In classical mechanics, one can show that

$$\frac{\partial S}{\partial t} = -H,\tag{1} $$

where $$S=\int_0^t L(q, \dot{q}, t')dt'\tag{2} $$ is the action associated with a trajectory and $H$ is the Hamiltonian. $t$ is the final time of the trajectory under consideration. Using the path of least action to calculate the action $S$, this is proven in Landau and Lifschitz, Mechanics section 43.

Is this identity also true for general paths, not only limited to the path of least action? In particular, within a path integral formulation for quantum mechanics, is the following true?
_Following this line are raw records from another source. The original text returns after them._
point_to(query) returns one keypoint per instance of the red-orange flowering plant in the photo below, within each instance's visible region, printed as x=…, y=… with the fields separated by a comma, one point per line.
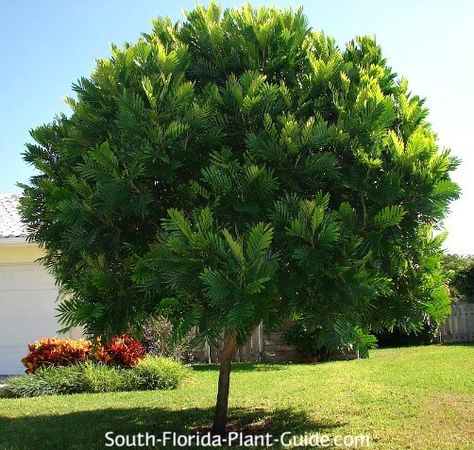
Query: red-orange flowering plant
x=56, y=352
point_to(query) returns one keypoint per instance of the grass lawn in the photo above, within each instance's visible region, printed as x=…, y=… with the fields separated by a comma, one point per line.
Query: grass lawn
x=410, y=398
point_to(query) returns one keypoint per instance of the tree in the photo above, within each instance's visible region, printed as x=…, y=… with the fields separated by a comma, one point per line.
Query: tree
x=460, y=274
x=240, y=167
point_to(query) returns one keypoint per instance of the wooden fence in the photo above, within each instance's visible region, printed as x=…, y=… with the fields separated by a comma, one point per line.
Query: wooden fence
x=459, y=326
x=264, y=347
x=260, y=347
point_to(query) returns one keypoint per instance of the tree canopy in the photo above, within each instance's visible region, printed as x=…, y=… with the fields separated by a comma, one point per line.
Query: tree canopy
x=237, y=167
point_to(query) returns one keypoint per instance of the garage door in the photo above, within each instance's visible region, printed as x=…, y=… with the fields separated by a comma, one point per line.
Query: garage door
x=27, y=309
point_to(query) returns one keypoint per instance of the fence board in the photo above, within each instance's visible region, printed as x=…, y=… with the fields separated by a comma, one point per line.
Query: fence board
x=459, y=326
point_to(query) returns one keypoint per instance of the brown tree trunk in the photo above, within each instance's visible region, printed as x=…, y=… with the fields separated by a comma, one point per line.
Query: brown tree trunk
x=225, y=359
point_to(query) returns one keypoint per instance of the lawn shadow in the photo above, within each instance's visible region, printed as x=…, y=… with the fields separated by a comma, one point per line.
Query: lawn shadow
x=86, y=429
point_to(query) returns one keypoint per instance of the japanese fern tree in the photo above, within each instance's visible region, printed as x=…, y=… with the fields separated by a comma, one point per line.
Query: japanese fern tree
x=239, y=167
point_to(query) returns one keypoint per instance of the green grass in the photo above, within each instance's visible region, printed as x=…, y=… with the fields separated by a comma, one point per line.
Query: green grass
x=410, y=398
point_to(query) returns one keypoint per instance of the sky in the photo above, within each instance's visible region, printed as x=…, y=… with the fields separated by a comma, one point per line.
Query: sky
x=47, y=45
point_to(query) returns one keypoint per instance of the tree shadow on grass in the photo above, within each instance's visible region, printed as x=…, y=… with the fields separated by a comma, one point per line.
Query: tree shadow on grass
x=86, y=429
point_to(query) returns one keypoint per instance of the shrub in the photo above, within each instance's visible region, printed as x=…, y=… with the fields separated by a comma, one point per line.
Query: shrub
x=56, y=352
x=122, y=351
x=99, y=377
x=47, y=381
x=159, y=340
x=158, y=373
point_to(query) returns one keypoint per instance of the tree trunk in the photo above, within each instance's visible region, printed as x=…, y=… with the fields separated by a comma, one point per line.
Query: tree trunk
x=225, y=359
$$\frac{\partial}{\partial t}\biggr[\int \mathcal{Dq}e^{iS[q]/\hbar}\biggr]=\int \mathcal{Dq}\frac{-i}{\hbar}H[q]e^{iS[q]/\hbar}\tag{3} $$

If possible, I am looking for a simple proof of the first identity shown above that does not rely on the principle of least action.

  • $\begingroup$ The first identity can also be derived using canonical transformation as you can find here. $\endgroup$ – Victor Palea Sep 23 '17 at 23:57
  • $\begingroup$ The source you cited relies on Hamilton's equations, and therefore it seems to me that this is a classical result. Can you provide a derivation that does not rely explicitly or implicitly on the principle of least action? $\endgroup$ – Ian Sep 24 '17 at 0:19
  • $\begingroup$ This post (v1) could need some clarification. E.g.: What is $t$ in the two equations? The final time of a path? What variables does $S$ and $H$ depend on? $\endgroup$ – Qmechanic Sep 24 '17 at 11:41
  • $\begingroup$ @Qmechanic, does that edit answer your question? Here the Hamiltonian is defined as the usual Legendre transform of the Lagrangian. $\endgroup$ – Ian Sep 24 '17 at 19:33
  1. OP's eq. (1) can mean different things depending on context, e.g. the Hamilton-Jacobi equation. However, because OP is referring to $\S43$ in Ref. 1, it becomes clear that he is talking about the Dirichlet on-shell action function $$S(q_f,t_f; q_i, t_i),$$ see e.g. this Phys.SE post. Eq. (1) becomes $$ \frac{\partial S}{\partial t_f}~=~-h_f, \tag{1} $$ which is proven in a Lemma of my Phys.SE answer here. Here $h_f$ is the Lagrangian energy at the final time $t_f$. ($h_f$ is technically speaking not the Hamiltonian as this is purely a Lagrangian construction.)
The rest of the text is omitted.